I slept on the top bunk in a room with four beds and one window. Every morning I slammed my head on the ceiling. The schoolmasters at Saint Paul’s didn’t know much. They bettered my handwriting and claimed improvement in French and Latin. They taught me not to leave my elbows on the dining room table and I learned the importance of cufflinks, something I wouldn’t use until many years later. When I returned to school my junior year, people thought I was the wrong kind of kid. That made me a lot of friends, though I couldn’t give you any of their names now.

The girls at Queenie’s had little red and gold tassels clipped to their nipples. Friday nights they lit the neon signs over the bar and served fifty-cent wings and fixed the jukebox so it played the whole song catalog on loop. Kennie’s friend Margot performed Friday nights and we went to watch her. Levi and I met Kennie and Fresno at the round table off the bar near the jukebox.

We only knew about Queenie’s on account of Kennie’s meeting Margot. The vocational school offered free car tune-ups as practice for the students. Margot brought her old Chevy in and Kennie got it running good as new. After that they started seeing each other. Kennie said Margot was like nobody she’d ever met. She had a theater degree from a little school in Michigan and her hair was a new color each week. That first time it was red.

Margot was a character. She had wide owl eyes and the very smooth dark skin that men found attractive. She knew things, like how much eye shadow was too much and which outfits made the right kind of men like her. For her the whole thing was a hoot. When she was drunk enough, and enough men had squeezed her thighs, and the skinny pimpled barmen had stopped giving her free drinks, she turned to me and said, “This whole thing’s a hoot, you know. Hoot-hoot-hoot.” What was I supposed to say? I bought her a drink.

Kennie brought us to Margot’s shows. Margot circled our table with a big cherry-lipped smile to her face and performed the little tassel bit for each of us before walking to the next table to tassel for the paying gentlemen. They pinched her cheeks and about once a week one would grow gutsy enough to squeeze her breasts and she would shriek and play coy, then rub her backside along his shoulders as he closed his eyes and moaned. Margot told us she only did this for the ones who didn’t wear wedding rings. She said she couldn’t respect the men who didn’t even pretend.

Fresno was Hispanic and well-muscled, a good-looking kid one year our junior who studied cars with Kennie at the vocational school.
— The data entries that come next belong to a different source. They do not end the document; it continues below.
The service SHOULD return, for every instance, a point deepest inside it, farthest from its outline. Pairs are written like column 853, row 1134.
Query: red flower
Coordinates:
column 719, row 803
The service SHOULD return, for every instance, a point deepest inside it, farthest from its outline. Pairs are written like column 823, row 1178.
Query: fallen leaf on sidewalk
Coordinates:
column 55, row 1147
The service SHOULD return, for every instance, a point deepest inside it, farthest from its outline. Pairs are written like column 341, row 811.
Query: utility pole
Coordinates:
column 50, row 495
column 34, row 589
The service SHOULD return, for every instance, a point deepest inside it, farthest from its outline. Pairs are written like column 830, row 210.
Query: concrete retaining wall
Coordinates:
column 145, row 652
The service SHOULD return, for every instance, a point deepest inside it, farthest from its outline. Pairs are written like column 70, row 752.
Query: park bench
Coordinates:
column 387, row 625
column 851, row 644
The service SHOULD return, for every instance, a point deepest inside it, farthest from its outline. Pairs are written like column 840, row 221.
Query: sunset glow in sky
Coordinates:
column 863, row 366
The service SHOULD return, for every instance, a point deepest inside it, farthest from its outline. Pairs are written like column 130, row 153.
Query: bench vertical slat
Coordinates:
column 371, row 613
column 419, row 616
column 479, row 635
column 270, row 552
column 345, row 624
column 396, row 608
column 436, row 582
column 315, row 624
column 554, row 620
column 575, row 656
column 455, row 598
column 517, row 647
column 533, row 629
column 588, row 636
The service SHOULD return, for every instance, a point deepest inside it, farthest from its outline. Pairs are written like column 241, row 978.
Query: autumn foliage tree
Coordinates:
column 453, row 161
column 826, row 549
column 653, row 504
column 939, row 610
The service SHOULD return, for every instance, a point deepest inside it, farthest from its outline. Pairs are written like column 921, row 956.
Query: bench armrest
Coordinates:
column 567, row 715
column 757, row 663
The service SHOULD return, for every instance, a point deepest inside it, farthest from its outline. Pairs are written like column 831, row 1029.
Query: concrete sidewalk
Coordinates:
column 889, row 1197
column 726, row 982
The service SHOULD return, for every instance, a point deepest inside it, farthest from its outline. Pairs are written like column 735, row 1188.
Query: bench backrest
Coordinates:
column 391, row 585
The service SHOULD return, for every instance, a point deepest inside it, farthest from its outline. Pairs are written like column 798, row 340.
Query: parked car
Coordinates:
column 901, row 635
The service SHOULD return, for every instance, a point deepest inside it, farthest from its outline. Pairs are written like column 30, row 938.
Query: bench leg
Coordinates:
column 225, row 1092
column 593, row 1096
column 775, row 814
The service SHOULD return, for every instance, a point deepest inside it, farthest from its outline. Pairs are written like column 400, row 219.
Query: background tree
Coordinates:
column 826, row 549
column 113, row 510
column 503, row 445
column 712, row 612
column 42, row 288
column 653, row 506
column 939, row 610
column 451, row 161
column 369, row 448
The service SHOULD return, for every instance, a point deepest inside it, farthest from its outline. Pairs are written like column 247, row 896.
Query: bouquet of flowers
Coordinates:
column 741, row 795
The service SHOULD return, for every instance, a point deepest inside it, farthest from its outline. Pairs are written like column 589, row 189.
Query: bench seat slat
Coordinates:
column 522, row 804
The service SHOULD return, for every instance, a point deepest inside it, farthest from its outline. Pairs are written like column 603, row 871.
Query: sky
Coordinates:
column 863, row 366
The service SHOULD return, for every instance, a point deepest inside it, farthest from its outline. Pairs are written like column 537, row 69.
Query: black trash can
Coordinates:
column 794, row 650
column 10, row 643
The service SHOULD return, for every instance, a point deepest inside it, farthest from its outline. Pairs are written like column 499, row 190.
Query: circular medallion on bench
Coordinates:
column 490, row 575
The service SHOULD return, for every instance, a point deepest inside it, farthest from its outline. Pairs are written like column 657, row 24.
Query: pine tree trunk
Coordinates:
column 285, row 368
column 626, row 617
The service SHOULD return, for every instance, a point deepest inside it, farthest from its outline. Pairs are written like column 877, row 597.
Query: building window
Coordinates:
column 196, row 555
He said he was born in Mexico and that he wanted to travel America in a flatbed. Those were the two main things on his mind at any given moment: Mexico and the road. He always had gum. Usually he chewed three to four pieces at once, a thick little wad in his mouth like a wine cork. He’d fallen for Kennie even though he knew about her and Margot. When Margot flitted about him with her tasseled nipples he always stared ahead at Kennie, who stared ahead at Margot.

There was a little tin bell over the door at Queenie’s that you only ever heard as you walked in or out. The rest of the time the music was so loud you didn’t know if people were coming and going.

No one carded at Queenie’s. The barmen were drunk half the time and the bouncer was a regular goof called Charlie who spent most of his time doing hits with the manager in the back lot. He was friendly and calm and when he wasn’t stoned he played at shooing people from the door. But for the most part he couldn’t keep his mouth in a straight line for more than thirty seconds. He liked a good time, and for years Queenie’s played the part.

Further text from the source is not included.